Curricular Unit:Code:
Community Intervention Models1006MICO
Year:Level:Course:Credits:
2CTSPGerontology and Community Intervention5 ects
Learning Period:Language of Instruction:Total Hours:
Winter SemesterPortuguese/English65
Learning Outcomes of the Curricular Unit:
At the end of the semester, students should be able to:
1. To describe needs in a community
2. To identify intervention participants and possible settings .

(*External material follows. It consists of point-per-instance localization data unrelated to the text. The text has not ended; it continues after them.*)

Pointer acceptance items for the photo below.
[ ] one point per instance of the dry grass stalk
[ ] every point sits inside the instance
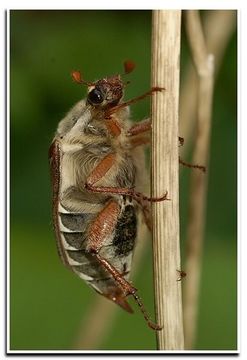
(218, 36)
(165, 73)
(204, 63)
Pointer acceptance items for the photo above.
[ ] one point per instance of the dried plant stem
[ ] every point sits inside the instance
(165, 73)
(219, 26)
(204, 64)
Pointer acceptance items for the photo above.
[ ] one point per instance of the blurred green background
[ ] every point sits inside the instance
(47, 302)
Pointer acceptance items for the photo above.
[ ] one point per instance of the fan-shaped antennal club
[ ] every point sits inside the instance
(129, 66)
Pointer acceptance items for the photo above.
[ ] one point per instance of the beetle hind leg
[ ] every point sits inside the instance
(128, 289)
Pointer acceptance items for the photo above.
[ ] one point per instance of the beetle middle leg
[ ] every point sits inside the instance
(101, 170)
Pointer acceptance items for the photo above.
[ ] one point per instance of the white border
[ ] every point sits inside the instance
(241, 126)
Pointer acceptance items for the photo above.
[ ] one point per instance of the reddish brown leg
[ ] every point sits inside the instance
(182, 274)
(181, 141)
(132, 101)
(199, 167)
(103, 225)
(101, 170)
(139, 140)
(139, 128)
(128, 289)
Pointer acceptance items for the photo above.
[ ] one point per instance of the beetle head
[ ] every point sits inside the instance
(107, 92)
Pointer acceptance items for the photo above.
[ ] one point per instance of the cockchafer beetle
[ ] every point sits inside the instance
(95, 165)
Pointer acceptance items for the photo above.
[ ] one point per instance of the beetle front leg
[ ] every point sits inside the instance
(101, 170)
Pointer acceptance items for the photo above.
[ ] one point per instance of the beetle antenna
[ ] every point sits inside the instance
(77, 77)
(129, 66)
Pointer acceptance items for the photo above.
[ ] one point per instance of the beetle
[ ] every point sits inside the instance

3. To set goals and objectives
4. To select an intervention that will most appropriately address goals and objectives and meet the needs of participants, using evidence-based strategies to change criminal behaviour
5. To evaluate the success of an intervention
Syllabus:
1. Social intervention in communities
2. Community workers: profile and roles
3. Community intervention Values
4. Empowerment
5. Community Intervention: Process and phases
6. Specific Community intervention programs focused on the elderly
Demonstration of the Syllabus Coherence with the Curricular Unit's Objectives:
Syllabus contents focus on specific theoretical issues, allowing promoting the acquisition and integration of concepts, models and theories, methods and strategies for community avaliation and intervention. It also allows to integrate knowledge, skills and abilities to conduct a technical and ethical behaviour, as well as the main techniques and methodologies used in this area, to select an apply strategies, and be autonomous in professional practice.

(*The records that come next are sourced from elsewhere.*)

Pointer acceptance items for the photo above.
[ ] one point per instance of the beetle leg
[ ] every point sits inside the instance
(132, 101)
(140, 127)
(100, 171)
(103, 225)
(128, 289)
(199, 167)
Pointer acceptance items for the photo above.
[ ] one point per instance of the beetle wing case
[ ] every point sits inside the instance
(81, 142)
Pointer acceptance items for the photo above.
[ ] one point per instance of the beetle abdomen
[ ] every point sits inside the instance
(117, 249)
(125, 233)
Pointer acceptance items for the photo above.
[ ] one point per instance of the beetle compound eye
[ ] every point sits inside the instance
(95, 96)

Teaching Methodologies (Including Evaluation):
Explanatory and active/participatory methodologies are adopted, with exploration of prevention programs reports conducted by students, visualization and discussion of videos of prevention programs in the field of crime and delinquency, and promotion of critical debates in the classroom.
The assessment adopted is continuous, consisting of specific practices - work that is systematized into a final report -, and an oral exam.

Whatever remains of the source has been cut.